Computers could eliminate that. And, to some extent, I think they did, although you didn’t hear much about it. But in the 1990s and beyond we got completely computer-animated 2D cartoons.(like the 2003 Spiderman series – Spider-Man: The New Animated Series - Wikipedia )

But Computer Animation , for the most part, went off in a completely different direction, generating “three dimensional”, fully shaded imagery. The computers could really be used for in-betweening (I remember hearing about how it was a big deal when they developed a mathematical function to describe the way a dinosaur chewed for one computer-animated project. It let them do all the in-betweening with a simple formula)

You can now buy computer animation software for the home computer that will do all this. But I think that the big studios have long ago moved beyond 2D cartoons as something the audience isn’t interested in. Disney said that Home on the Range (2004) was going to be their last 2D cartoon, until they changed their mind and made The Princess and the Frog (2009) in traditional style. But the animation was done using computer in-betweening.
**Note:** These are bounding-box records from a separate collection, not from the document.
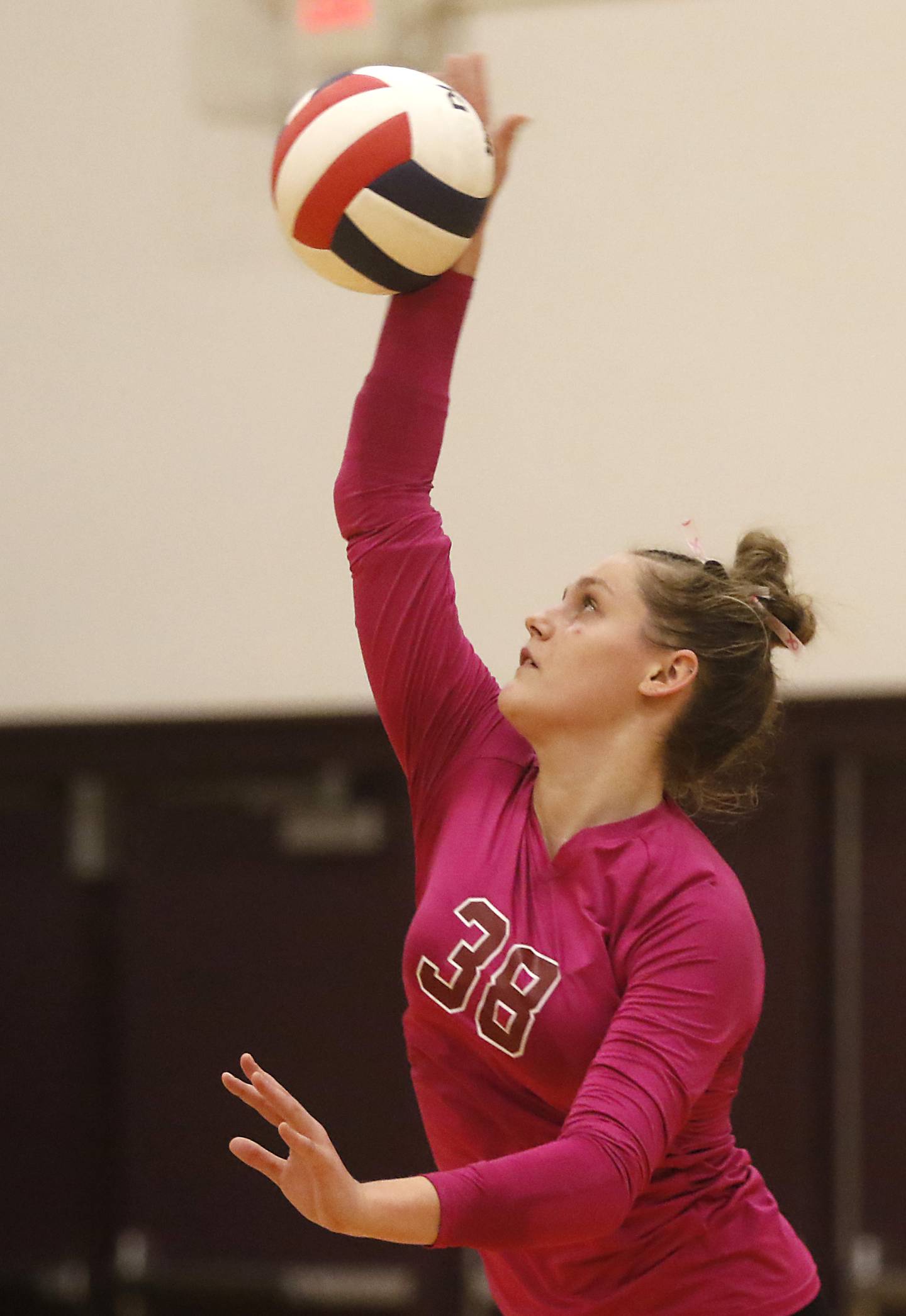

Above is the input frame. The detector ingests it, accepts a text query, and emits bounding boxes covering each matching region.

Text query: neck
[532,740,664,858]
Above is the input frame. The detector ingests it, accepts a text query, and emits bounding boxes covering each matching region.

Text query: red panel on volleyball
[271,74,386,194]
[293,113,411,251]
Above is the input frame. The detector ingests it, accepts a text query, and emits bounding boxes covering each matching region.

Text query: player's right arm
[334,271,501,794]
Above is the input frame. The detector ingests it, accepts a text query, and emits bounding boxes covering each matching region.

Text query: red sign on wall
[296,0,375,31]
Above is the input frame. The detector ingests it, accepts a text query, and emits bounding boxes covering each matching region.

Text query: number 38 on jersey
[415,896,560,1057]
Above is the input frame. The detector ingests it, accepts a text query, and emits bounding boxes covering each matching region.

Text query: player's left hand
[221,1052,363,1237]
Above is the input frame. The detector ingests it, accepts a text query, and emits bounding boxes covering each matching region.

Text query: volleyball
[271,64,495,295]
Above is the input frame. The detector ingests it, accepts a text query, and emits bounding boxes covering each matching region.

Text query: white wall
[0,0,906,721]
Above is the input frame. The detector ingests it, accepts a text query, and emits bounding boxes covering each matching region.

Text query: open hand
[432,50,531,266]
[221,1052,363,1237]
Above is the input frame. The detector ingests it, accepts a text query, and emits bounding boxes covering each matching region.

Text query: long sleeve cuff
[369,270,474,399]
[425,1136,632,1247]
Or the early days of South Park, where it was basically just construction paper cutouts.

I do remember the Hanna-Barbera cartoons, and how you could always tell where the hidden passage was, or what drawer of a dresser they were going to open, as it was a slightly different background from the rest.

Do you have an example? Not a completely disinterested question. I wouldn’t mind doing my own content creation if it doesn’t involve me having to draw a thousand frames per minute.

I guess there is the Toon Boom as indicated in the wiki page, is that pretty much what is out there? Thousand bucks isn’t too bad.

I haven’t used any of these, and can’t vouch for them. But this article is a start:

ISTR that Chuck Jones dictated the exact length of time that would elapse between the coyote realizing he was going to fall, and when he hit the bottom of the canyon.

Lots of stories about this kind of thing. Even if not exactly as you stated he probably did at least once make such a call, but the greater point to me made is that he and others did spend that kind of time and effort perfecting their art. Every little detail of timing, shades of color, relative sizes, dialogue, and any other aspect of the production was discussed, debated, and as is often the case, decided in the end by the director. Jones didn’t declare that time by fiat, he would have used his years of experience along with all those around him to discover the very best time to use.

There is some similar story about the timing of the dust cloud when the Coyote hits the bottom of the canyon and when the thump is heard. I can’t recall the details though.

Animation directors are like film directors with the exception noted previously that they work with the animators and voice artists who create the characters instead of directing real actors. Sometimes directors work on a film or TV show in a limited manner, just to get actors performances recorded. Sometimes they are involved in every aspect of production including costumes and set decoration and any technical aspect of the process. Works the same for animation directors. These days, for many animation directors it is akin to a conventional director working on a block buster special effects film because the animation has become automated in so many ways. And unlike most live action, animation directors may have to work with the ‘acting’ actually being performed in another country. I think live action directors may be jealous of this though and can’t wait for actors to be virtualized.

You can say that again. I can’t remember which Miyazaki/Ghibli feature it was but I’d read a trivia piece that there were about 80,000 drawings, a quarter by the old man.